Here we will do a demo to run fastp on a dataset I have already downloaded. The following steps comprise a typical workflow.

1. Create a working directory for this exercise.
2. Locate data.
3. Set up _fastp_ through a container and make an alias.
4. Run the program on a single dataset. Inspect.
6. Write a script to run the other datasets in a batch job (we'll do this from the terminal)

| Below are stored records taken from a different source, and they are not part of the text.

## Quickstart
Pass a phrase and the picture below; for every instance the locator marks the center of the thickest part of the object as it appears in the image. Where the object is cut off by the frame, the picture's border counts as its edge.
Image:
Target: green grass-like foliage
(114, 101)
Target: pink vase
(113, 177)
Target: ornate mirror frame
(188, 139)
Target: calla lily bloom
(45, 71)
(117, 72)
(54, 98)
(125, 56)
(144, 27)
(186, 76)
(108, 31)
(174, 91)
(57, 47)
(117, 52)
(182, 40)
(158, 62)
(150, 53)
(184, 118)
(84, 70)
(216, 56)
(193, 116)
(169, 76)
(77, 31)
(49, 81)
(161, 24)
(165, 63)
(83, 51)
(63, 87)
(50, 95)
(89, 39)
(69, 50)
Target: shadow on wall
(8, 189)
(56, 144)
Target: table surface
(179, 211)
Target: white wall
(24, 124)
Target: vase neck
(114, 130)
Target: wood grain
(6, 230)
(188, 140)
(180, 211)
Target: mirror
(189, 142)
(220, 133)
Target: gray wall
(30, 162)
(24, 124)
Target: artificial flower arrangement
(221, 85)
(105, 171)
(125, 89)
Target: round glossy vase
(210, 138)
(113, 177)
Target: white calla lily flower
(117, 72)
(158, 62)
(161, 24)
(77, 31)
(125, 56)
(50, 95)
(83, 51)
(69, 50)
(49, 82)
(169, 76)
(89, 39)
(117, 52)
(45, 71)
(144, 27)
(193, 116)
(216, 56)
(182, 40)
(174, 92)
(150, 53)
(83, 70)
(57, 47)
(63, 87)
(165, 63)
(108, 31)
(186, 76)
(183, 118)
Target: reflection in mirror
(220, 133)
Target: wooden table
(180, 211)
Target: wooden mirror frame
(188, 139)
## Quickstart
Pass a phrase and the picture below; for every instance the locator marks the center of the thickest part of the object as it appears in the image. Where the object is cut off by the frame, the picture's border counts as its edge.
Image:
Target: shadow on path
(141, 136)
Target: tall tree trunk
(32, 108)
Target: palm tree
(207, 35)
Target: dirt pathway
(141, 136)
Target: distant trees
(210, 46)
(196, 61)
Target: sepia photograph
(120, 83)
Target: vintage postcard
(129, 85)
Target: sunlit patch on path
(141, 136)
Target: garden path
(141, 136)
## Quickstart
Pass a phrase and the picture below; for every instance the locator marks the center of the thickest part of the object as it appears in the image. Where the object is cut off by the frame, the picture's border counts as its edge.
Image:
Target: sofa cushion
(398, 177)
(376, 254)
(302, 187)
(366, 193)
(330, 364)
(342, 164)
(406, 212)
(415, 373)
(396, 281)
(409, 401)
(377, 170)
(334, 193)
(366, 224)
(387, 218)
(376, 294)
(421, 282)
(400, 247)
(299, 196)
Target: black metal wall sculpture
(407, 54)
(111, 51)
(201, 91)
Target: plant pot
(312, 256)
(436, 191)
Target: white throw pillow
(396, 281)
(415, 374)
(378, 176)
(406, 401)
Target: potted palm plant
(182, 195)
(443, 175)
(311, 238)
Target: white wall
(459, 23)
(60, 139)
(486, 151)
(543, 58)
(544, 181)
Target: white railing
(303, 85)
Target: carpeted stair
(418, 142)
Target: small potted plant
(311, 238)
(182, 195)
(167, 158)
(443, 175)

First, let's set aside some space in the working directory. 

In [None]:
# Step 1: create a workspace
cd /scratch/summit/$USER
mkdir -p DSCI512_RNAseq
cd DSCI512_RNAseq
pwd

In the upper lefthand corner, go to File -> `Open from path...` and paste in the output from the previous command.  This will open the file browser to the current location.
***
Now we're going to link a data directory to this current directory. We do this because the data is very large and will take too long for a demonstration. 
The link will reside in the present directory and act like any other, except you won't be able to change its contents. It is __read-only.__

In [None]:
# make directories to use through processing
# skipping 01_input - we will make that with a link below
mkdir 02_output
mkdir 03_scripts
mkdir 04_logs
mkdir 05_nothing


In [None]:
#link to the data directory (I have already downloaded everything)
ln -sv /scratch/summit/dcking@colostate.edu/DSCI512/2019/data 01_input

In [None]:
# Look at your directory structure.
ls -l

***

# Running fastp

We will run this through a singularity container:

 * Load the singularity module
 * Test the container with the full command (long)
 * Make an alias for the long command

In [None]:
# Step 3: load the module that works with containers
module load singularity
module list

The following command:
`singularity exec /projects/dcking@colostate.edu/containers/Summit_RNAseq_container.sif fastp`
 * __singularity__ - A program that reads a container.
 * __exec__ - verb: execute
 * ___[path to container image]___: The container itself, called an image.
 * __fastp__: The program you want to execute.

In [None]:
# Step 4: Run fastp through the container without arguments- gives catalog of available flags
singularity exec /projects/dcking@colostate.edu/containers/Summit_RNAseq_container.sif fastp

__Note__: The warning <font color=orange>WARNING: Non existent 'bind path' source: '/rc_scratch'</font> is due to the configuration and is not a problem.

In [None]:
# Make an alias for fastp
alias fastp='singularity exec /projects/dcking@colostate.edu/containers/Summit_RNAseq_container.sif fastp'

You will now be able to type _fastp_ in place of the long command.

In [None]:
# Test the alias- same output.
fastp

## fastp command usage

__The usage message tells us for paired end data:__

`-i readfile1.fastq -I readfile2.fastq`

`-o outputfile1.fastq -O outputfile2.fastq`

`[options]`

For the options:

 * __-x__: remove polyX (polyAs polyCs polyGs polyTs)
 * __-p__: overrepresentation analysis
 * __--thread__: We only have 1 on jupyterhub. We can use more in our script.
 * __-h,-j__: The report filenames in html, json (javascript object notation).

***
The command below runs on the smallest dataset. The backslashes `\` allow the command to wrap onto multiple lines.

In [None]:
time fastp -i 01_input/SRR5832199_1.fastq       -I 01_input/SRR5832199_2.fastq \
           -o 02_output/SRR5832199_trim_1.fastq -O 02_output/SRR5832199_trim_2.fastq \
           -h 02_output/SRR5832199_report.html  -j 02_output/SRR5832199_report.json\
           --thread 1 \
           -x -p 


It is running while you still see <font color="blue">`In [*]`</font> with the asterisk. Give it 1-2 minutes. Also, you'll see <font color=orange>WARNING: Non existent 'bind path' source: '/rc_scratch'</font> again until the output comes.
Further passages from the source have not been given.